One of Oceansize’s finest traits was its onslaught of guitar tones, largely thanks to a wide assortment of pedals, not to mention three guitarists. I saw the band twice before they split, once at Cardiff’s Barfly in 2009 and again at the ill-fated Millennium Music Hall in 2010. Both were incredible moments in my concert-going life but the second, in particular, easily ranks among my top five gigs of all time. Fortunately, I managed to get some gear shots at both venues, a selection of which I will share below (just don’t expect too much).
Frontman Mike Vennart gave himself one hell of a job, not only providing lead vocals but also facing the most tap-dancing onstage. His well-stocked pedalboard (on the band’s tour for 2010’s Self Preserved While the Bodies Float Up) includes a number of Electro-Harmonix effects, as well as Lovetone Big Cheese and green Big Muff clones, plus a Marshall Shredmaster and Digitech XP100 Whammy/Wah.

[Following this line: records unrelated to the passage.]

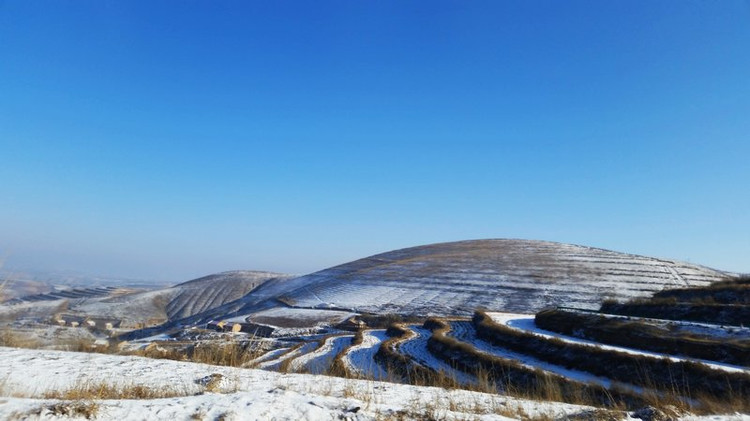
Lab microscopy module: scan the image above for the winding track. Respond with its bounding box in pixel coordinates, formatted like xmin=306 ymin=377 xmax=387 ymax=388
xmin=487 ymin=313 xmax=750 ymax=373
xmin=343 ymin=329 xmax=388 ymax=380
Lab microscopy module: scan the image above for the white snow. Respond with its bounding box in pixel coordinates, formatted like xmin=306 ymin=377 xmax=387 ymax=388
xmin=289 ymin=335 xmax=354 ymax=374
xmin=487 ymin=312 xmax=750 ymax=373
xmin=0 ymin=347 xmax=604 ymax=421
xmin=342 ymin=329 xmax=388 ymax=379
xmin=398 ymin=325 xmax=476 ymax=385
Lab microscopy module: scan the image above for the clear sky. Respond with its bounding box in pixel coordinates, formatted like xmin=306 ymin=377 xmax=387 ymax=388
xmin=0 ymin=0 xmax=750 ymax=282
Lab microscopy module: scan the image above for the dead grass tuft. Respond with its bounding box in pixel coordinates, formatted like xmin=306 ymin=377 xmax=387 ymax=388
xmin=44 ymin=381 xmax=189 ymax=401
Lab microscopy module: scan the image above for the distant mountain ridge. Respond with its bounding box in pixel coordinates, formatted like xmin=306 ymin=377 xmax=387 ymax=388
xmin=268 ymin=239 xmax=727 ymax=316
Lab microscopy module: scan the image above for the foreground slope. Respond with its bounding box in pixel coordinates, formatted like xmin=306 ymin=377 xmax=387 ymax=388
xmin=277 ymin=240 xmax=726 ymax=315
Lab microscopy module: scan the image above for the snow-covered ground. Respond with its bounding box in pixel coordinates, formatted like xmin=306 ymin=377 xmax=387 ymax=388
xmin=289 ymin=335 xmax=354 ymax=374
xmin=398 ymin=325 xmax=476 ymax=385
xmin=449 ymin=321 xmax=643 ymax=393
xmin=342 ymin=329 xmax=388 ymax=379
xmin=487 ymin=313 xmax=750 ymax=373
xmin=0 ymin=347 xmax=604 ymax=421
xmin=256 ymin=342 xmax=318 ymax=370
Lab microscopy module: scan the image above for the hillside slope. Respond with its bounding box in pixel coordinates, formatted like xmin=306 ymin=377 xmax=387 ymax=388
xmin=277 ymin=240 xmax=726 ymax=315
xmin=0 ymin=270 xmax=288 ymax=324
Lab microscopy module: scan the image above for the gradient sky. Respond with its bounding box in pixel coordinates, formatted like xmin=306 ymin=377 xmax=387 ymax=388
xmin=0 ymin=0 xmax=750 ymax=282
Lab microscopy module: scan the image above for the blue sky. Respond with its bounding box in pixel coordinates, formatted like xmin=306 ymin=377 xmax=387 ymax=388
xmin=0 ymin=0 xmax=750 ymax=281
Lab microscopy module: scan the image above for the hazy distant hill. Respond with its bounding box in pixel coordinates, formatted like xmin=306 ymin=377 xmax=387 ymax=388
xmin=0 ymin=271 xmax=288 ymax=323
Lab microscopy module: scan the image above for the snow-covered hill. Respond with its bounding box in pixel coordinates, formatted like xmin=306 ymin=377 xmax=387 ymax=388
xmin=0 ymin=347 xmax=591 ymax=421
xmin=268 ymin=240 xmax=726 ymax=315
xmin=0 ymin=270 xmax=288 ymax=324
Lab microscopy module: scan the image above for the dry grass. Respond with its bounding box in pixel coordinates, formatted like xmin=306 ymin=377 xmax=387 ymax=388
xmin=134 ymin=340 xmax=264 ymax=367
xmin=37 ymin=401 xmax=99 ymax=420
xmin=44 ymin=381 xmax=191 ymax=401
xmin=474 ymin=312 xmax=750 ymax=410
xmin=534 ymin=309 xmax=750 ymax=366
xmin=0 ymin=327 xmax=40 ymax=349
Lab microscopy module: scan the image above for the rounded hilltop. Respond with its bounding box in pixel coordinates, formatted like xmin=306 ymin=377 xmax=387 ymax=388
xmin=279 ymin=239 xmax=727 ymax=315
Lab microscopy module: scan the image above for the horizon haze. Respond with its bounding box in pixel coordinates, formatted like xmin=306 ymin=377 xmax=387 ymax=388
xmin=0 ymin=0 xmax=750 ymax=283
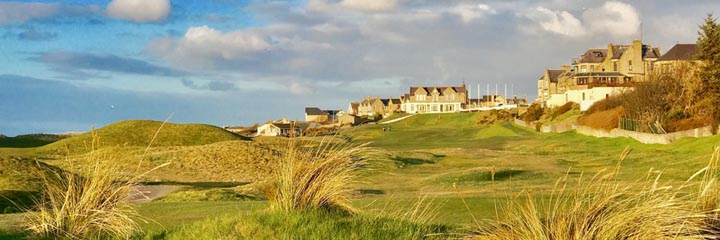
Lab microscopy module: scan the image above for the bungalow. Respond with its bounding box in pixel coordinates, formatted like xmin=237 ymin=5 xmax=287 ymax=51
xmin=305 ymin=107 xmax=329 ymax=123
xmin=400 ymin=84 xmax=468 ymax=113
xmin=256 ymin=122 xmax=318 ymax=137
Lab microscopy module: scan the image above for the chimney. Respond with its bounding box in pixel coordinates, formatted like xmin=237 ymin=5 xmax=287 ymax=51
xmin=560 ymin=64 xmax=570 ymax=72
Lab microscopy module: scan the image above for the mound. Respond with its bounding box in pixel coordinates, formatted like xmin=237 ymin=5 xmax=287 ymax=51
xmin=42 ymin=120 xmax=247 ymax=155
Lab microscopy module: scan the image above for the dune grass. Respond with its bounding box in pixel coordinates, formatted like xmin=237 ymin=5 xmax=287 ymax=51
xmin=40 ymin=120 xmax=247 ymax=156
xmin=144 ymin=210 xmax=449 ymax=239
xmin=474 ymin=149 xmax=720 ymax=240
xmin=266 ymin=137 xmax=367 ymax=212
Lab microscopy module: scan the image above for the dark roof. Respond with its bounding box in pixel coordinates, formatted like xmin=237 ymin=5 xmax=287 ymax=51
xmin=410 ymin=85 xmax=467 ymax=96
xmin=305 ymin=107 xmax=327 ymax=115
xmin=578 ymin=48 xmax=607 ymax=63
xmin=482 ymin=95 xmax=502 ymax=102
xmin=323 ymin=109 xmax=341 ymax=116
xmin=643 ymin=45 xmax=660 ymax=58
xmin=547 ymin=69 xmax=565 ymax=83
xmin=575 ymin=72 xmax=625 ymax=77
xmin=612 ymin=45 xmax=630 ymax=59
xmin=658 ymin=44 xmax=698 ymax=61
xmin=272 ymin=122 xmax=310 ymax=130
xmin=380 ymin=98 xmax=400 ymax=106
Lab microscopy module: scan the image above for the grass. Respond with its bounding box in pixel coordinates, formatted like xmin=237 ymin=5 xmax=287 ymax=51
xmin=40 ymin=120 xmax=247 ymax=156
xmin=272 ymin=136 xmax=366 ymax=212
xmin=138 ymin=208 xmax=449 ymax=239
xmin=0 ymin=134 xmax=69 ymax=148
xmin=0 ymin=114 xmax=720 ymax=239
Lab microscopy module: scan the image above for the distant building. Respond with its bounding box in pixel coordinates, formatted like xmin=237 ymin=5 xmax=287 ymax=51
xmin=305 ymin=107 xmax=329 ymax=123
xmin=655 ymin=44 xmax=699 ymax=73
xmin=537 ymin=40 xmax=660 ymax=110
xmin=400 ymin=84 xmax=468 ymax=113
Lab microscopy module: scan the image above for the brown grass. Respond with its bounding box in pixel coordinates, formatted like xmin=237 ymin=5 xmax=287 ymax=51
xmin=23 ymin=126 xmax=168 ymax=239
xmin=266 ymin=137 xmax=367 ymax=212
xmin=578 ymin=107 xmax=625 ymax=130
xmin=473 ymin=150 xmax=717 ymax=240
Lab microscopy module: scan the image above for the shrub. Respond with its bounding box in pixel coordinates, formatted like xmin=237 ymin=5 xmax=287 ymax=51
xmin=578 ymin=107 xmax=625 ymax=130
xmin=585 ymin=96 xmax=623 ymax=114
xmin=266 ymin=138 xmax=372 ymax=212
xmin=522 ymin=103 xmax=543 ymax=123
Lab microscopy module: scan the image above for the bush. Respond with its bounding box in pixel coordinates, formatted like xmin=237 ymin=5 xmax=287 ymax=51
xmin=522 ymin=103 xmax=543 ymax=123
xmin=578 ymin=107 xmax=625 ymax=130
xmin=585 ymin=96 xmax=623 ymax=114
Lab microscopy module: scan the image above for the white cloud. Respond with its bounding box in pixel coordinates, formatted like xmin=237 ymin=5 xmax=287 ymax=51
xmin=107 ymin=0 xmax=170 ymax=22
xmin=526 ymin=7 xmax=586 ymax=37
xmin=521 ymin=1 xmax=640 ymax=37
xmin=449 ymin=4 xmax=497 ymax=23
xmin=583 ymin=1 xmax=640 ymax=37
xmin=0 ymin=2 xmax=60 ymax=25
xmin=340 ymin=0 xmax=398 ymax=12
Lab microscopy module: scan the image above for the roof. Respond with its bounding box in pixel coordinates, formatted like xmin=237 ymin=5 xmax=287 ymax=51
xmin=643 ymin=45 xmax=660 ymax=58
xmin=305 ymin=107 xmax=327 ymax=115
xmin=658 ymin=44 xmax=698 ymax=61
xmin=380 ymin=98 xmax=400 ymax=106
xmin=612 ymin=45 xmax=630 ymax=59
xmin=323 ymin=109 xmax=342 ymax=116
xmin=578 ymin=48 xmax=607 ymax=63
xmin=272 ymin=122 xmax=310 ymax=130
xmin=410 ymin=85 xmax=467 ymax=96
xmin=547 ymin=69 xmax=565 ymax=83
xmin=575 ymin=72 xmax=625 ymax=77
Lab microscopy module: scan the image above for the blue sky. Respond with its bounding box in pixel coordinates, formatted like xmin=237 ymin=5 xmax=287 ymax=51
xmin=0 ymin=0 xmax=720 ymax=136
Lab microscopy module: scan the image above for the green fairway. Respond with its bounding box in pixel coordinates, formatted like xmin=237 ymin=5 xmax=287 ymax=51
xmin=0 ymin=113 xmax=720 ymax=238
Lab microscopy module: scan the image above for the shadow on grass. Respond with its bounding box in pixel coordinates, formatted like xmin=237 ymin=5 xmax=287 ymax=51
xmin=0 ymin=190 xmax=39 ymax=214
xmin=0 ymin=230 xmax=29 ymax=240
xmin=142 ymin=181 xmax=250 ymax=189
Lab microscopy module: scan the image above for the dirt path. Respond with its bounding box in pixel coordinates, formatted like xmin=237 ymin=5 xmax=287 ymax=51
xmin=130 ymin=185 xmax=187 ymax=203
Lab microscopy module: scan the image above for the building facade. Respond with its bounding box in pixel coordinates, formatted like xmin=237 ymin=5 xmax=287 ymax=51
xmin=400 ymin=84 xmax=468 ymax=113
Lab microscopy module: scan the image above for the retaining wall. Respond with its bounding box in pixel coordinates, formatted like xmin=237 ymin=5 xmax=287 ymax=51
xmin=575 ymin=125 xmax=713 ymax=144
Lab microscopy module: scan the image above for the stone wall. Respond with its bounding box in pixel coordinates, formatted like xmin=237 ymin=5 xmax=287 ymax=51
xmin=575 ymin=125 xmax=713 ymax=144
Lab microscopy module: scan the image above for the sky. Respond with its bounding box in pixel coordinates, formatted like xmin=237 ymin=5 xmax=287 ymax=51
xmin=0 ymin=0 xmax=720 ymax=136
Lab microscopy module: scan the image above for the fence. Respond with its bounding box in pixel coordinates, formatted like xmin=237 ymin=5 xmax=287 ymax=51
xmin=575 ymin=126 xmax=713 ymax=144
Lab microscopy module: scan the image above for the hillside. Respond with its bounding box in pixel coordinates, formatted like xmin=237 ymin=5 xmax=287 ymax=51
xmin=40 ymin=120 xmax=247 ymax=155
xmin=0 ymin=134 xmax=70 ymax=148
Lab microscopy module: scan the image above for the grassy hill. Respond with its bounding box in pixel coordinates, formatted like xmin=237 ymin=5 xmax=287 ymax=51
xmin=0 ymin=134 xmax=69 ymax=148
xmin=40 ymin=120 xmax=247 ymax=155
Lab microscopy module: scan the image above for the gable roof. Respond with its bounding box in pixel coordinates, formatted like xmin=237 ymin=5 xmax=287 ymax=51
xmin=578 ymin=48 xmax=607 ymax=63
xmin=305 ymin=107 xmax=328 ymax=115
xmin=658 ymin=44 xmax=698 ymax=61
xmin=547 ymin=69 xmax=565 ymax=83
xmin=643 ymin=45 xmax=660 ymax=59
xmin=410 ymin=86 xmax=467 ymax=96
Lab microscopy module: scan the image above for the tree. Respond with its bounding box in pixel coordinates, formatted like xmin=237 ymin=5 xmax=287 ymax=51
xmin=696 ymin=14 xmax=720 ymax=125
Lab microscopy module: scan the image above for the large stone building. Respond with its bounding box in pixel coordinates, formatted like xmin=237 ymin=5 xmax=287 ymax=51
xmin=537 ymin=40 xmax=660 ymax=110
xmin=400 ymin=84 xmax=468 ymax=113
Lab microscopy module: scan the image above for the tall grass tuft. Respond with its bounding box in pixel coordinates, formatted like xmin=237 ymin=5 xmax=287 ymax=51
xmin=266 ymin=137 xmax=367 ymax=212
xmin=474 ymin=150 xmax=706 ymax=240
xmin=694 ymin=147 xmax=720 ymax=236
xmin=23 ymin=127 xmax=167 ymax=239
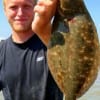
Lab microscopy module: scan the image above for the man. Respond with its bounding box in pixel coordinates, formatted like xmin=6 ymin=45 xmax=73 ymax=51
xmin=0 ymin=0 xmax=63 ymax=100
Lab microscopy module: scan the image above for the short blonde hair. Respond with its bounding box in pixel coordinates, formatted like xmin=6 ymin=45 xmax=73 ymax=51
xmin=3 ymin=0 xmax=38 ymax=7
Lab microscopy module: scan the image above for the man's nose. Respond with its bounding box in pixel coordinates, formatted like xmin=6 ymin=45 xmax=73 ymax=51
xmin=17 ymin=8 xmax=24 ymax=16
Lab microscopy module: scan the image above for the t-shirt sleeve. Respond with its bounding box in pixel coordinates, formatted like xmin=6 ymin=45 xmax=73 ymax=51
xmin=0 ymin=41 xmax=4 ymax=91
xmin=45 ymin=71 xmax=63 ymax=100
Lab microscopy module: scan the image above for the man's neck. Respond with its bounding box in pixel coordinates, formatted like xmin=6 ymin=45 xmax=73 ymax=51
xmin=12 ymin=31 xmax=34 ymax=43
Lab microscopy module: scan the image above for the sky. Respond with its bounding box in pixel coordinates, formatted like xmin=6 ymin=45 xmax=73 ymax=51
xmin=0 ymin=0 xmax=100 ymax=39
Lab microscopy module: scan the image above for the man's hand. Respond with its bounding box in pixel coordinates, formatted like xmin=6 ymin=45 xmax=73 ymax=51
xmin=32 ymin=0 xmax=57 ymax=45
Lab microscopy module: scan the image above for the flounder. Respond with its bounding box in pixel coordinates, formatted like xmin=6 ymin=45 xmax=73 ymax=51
xmin=47 ymin=0 xmax=99 ymax=100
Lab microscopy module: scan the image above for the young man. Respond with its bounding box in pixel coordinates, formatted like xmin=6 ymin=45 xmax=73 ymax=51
xmin=0 ymin=0 xmax=63 ymax=100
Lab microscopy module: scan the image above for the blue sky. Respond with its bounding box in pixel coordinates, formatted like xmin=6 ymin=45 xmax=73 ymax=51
xmin=0 ymin=0 xmax=100 ymax=38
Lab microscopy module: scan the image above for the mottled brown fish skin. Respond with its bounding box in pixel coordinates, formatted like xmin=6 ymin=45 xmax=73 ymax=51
xmin=47 ymin=0 xmax=99 ymax=100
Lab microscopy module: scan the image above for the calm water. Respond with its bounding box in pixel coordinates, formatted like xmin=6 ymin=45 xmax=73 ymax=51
xmin=0 ymin=72 xmax=100 ymax=100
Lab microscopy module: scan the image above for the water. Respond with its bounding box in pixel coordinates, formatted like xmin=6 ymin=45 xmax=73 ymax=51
xmin=0 ymin=72 xmax=100 ymax=100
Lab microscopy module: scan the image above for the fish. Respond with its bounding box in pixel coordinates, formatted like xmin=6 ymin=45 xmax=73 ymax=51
xmin=47 ymin=0 xmax=99 ymax=100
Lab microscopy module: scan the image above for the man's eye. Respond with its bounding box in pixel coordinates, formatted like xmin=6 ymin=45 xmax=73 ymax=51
xmin=10 ymin=6 xmax=17 ymax=10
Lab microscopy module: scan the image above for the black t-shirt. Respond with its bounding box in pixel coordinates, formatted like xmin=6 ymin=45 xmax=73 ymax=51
xmin=0 ymin=35 xmax=63 ymax=100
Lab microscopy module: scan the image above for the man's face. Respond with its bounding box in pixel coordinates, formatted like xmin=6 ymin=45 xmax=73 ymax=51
xmin=4 ymin=0 xmax=34 ymax=32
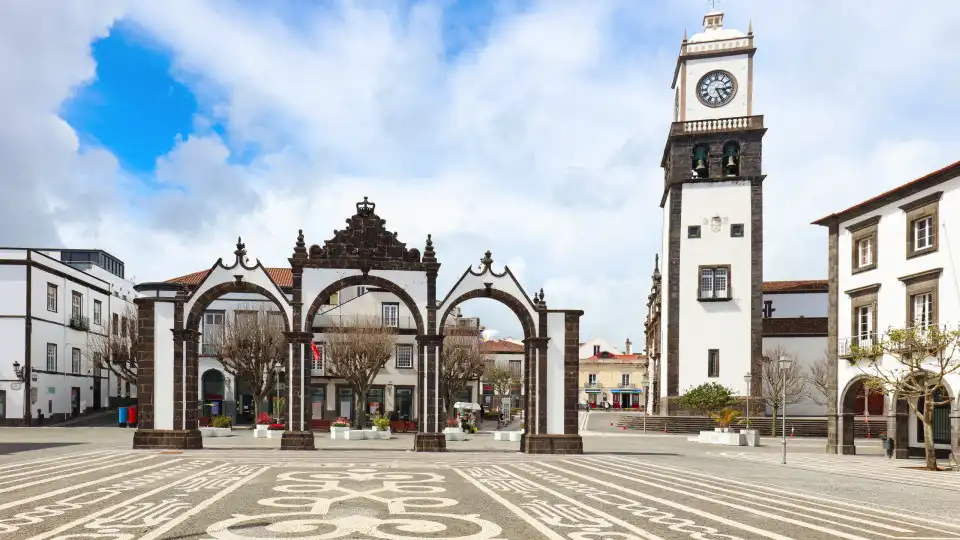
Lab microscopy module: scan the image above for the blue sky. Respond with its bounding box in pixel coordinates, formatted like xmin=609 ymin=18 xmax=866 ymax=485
xmin=0 ymin=0 xmax=960 ymax=343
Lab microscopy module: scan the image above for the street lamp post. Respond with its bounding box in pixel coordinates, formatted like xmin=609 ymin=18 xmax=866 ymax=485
xmin=774 ymin=355 xmax=793 ymax=465
xmin=743 ymin=371 xmax=753 ymax=429
xmin=640 ymin=373 xmax=650 ymax=433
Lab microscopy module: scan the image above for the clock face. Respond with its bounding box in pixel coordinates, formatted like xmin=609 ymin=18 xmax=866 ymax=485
xmin=697 ymin=69 xmax=737 ymax=107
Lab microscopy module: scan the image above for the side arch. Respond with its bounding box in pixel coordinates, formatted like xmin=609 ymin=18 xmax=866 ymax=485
xmin=437 ymin=287 xmax=537 ymax=339
xmin=183 ymin=281 xmax=291 ymax=332
xmin=303 ymin=274 xmax=424 ymax=335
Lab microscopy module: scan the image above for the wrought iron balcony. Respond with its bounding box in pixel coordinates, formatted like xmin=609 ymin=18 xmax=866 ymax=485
xmin=314 ymin=314 xmax=417 ymax=330
xmin=68 ymin=315 xmax=90 ymax=330
xmin=670 ymin=114 xmax=763 ymax=135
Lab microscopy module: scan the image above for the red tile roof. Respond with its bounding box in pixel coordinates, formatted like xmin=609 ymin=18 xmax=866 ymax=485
xmin=813 ymin=161 xmax=960 ymax=225
xmin=584 ymin=352 xmax=647 ymax=363
xmin=760 ymin=279 xmax=827 ymax=293
xmin=167 ymin=268 xmax=293 ymax=287
xmin=480 ymin=339 xmax=523 ymax=354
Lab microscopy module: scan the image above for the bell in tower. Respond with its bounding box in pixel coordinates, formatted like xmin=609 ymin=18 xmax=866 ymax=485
xmin=723 ymin=141 xmax=740 ymax=176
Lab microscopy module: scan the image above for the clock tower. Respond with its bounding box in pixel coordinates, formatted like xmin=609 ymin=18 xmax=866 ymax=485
xmin=659 ymin=10 xmax=766 ymax=414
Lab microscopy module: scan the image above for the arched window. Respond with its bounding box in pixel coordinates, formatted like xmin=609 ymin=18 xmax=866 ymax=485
xmin=723 ymin=141 xmax=740 ymax=176
xmin=691 ymin=144 xmax=710 ymax=178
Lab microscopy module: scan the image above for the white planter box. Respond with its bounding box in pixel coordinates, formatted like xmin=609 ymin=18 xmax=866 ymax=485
xmin=343 ymin=429 xmax=368 ymax=441
xmin=493 ymin=431 xmax=523 ymax=442
xmin=443 ymin=428 xmax=467 ymax=441
xmin=697 ymin=431 xmax=747 ymax=446
xmin=740 ymin=429 xmax=760 ymax=446
xmin=200 ymin=427 xmax=233 ymax=437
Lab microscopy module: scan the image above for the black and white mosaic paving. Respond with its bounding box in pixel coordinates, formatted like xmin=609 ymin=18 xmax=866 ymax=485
xmin=0 ymin=450 xmax=960 ymax=540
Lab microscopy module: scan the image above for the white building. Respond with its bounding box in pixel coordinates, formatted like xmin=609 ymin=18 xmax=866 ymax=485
xmin=579 ymin=338 xmax=631 ymax=360
xmin=0 ymin=248 xmax=136 ymax=425
xmin=760 ymin=280 xmax=827 ymax=418
xmin=815 ymin=158 xmax=960 ymax=457
xmin=658 ymin=10 xmax=766 ymax=413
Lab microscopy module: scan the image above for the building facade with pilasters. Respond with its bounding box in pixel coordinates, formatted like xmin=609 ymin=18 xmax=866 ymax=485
xmin=814 ymin=158 xmax=960 ymax=458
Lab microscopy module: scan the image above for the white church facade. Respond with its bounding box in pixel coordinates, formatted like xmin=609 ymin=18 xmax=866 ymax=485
xmin=645 ymin=10 xmax=827 ymax=415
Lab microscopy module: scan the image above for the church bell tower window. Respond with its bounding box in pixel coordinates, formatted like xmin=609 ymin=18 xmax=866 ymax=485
xmin=692 ymin=144 xmax=710 ymax=178
xmin=723 ymin=141 xmax=740 ymax=176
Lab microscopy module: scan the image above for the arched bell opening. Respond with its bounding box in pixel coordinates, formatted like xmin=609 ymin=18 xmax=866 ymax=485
xmin=723 ymin=141 xmax=740 ymax=176
xmin=690 ymin=144 xmax=710 ymax=178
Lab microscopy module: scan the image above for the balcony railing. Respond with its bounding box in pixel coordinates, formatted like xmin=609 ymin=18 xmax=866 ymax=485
xmin=837 ymin=332 xmax=877 ymax=358
xmin=68 ymin=315 xmax=90 ymax=330
xmin=670 ymin=115 xmax=763 ymax=135
xmin=680 ymin=35 xmax=753 ymax=56
xmin=314 ymin=314 xmax=417 ymax=330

He runs this into an Orange Retro 50 head (thanks to PL in the comments section) plus Orange 4×12 and plays a heavily modified 1985 Squier Strat, which he discusses in an interview with MusicRadar (from the Cardiff Barfly gig, funnily enough) below. The video also features information on all the other gear the band use so pay attention.
If Oceansize had a clearly definable “lead” guitarist, it would have be Steve Durose, if only based on his live solos in ‘size anthem Ornament/The Last Wrongs. His board didn’t change too much over the years, with Vox wah, Line 6 DL4 and Danelectro Tuna Melt forming some of his most-used pedals. Steve played Gibson Les Pauls into Marshall JCM800 heads and Marshall 1960 4×12 cabs.
Gambler, otherwise known as Richard Ingram, played a fairly stripped-down selection of pedals, with a particular focus on dirt with an MXR Distortion III, Big Muff clone and Danelectro Fab Tone, the latter of which was originally made famous by Mogwai’s Stuart Braithwaite. Gambler plays a homemade Epiphone SG into a Laney G50HL head with Marshall 1960 4×12 cab.
Well, that’s it for the gear which Oceansize used and it still pains me to use the past tense here. As for what the guys are up to now, Mike plays rhythm guitar live with Biffy Clyro and, along with Gambler, is readying material from British Theatre, while Steve Durose is performing live with fellow Mancunians Amplifier. Bassist Steven Hodson and drummer Mark Heron form two-thirds of noisy rockers Kong and Steven also has a quite excellent ambient project in the form of Mild Eyes. Oceansize as a complete entity will be sorely missed and I am just thankful that they have such a comprehensive and compelling back catalogue for us to continue to enjoy, whether they make new music together or not.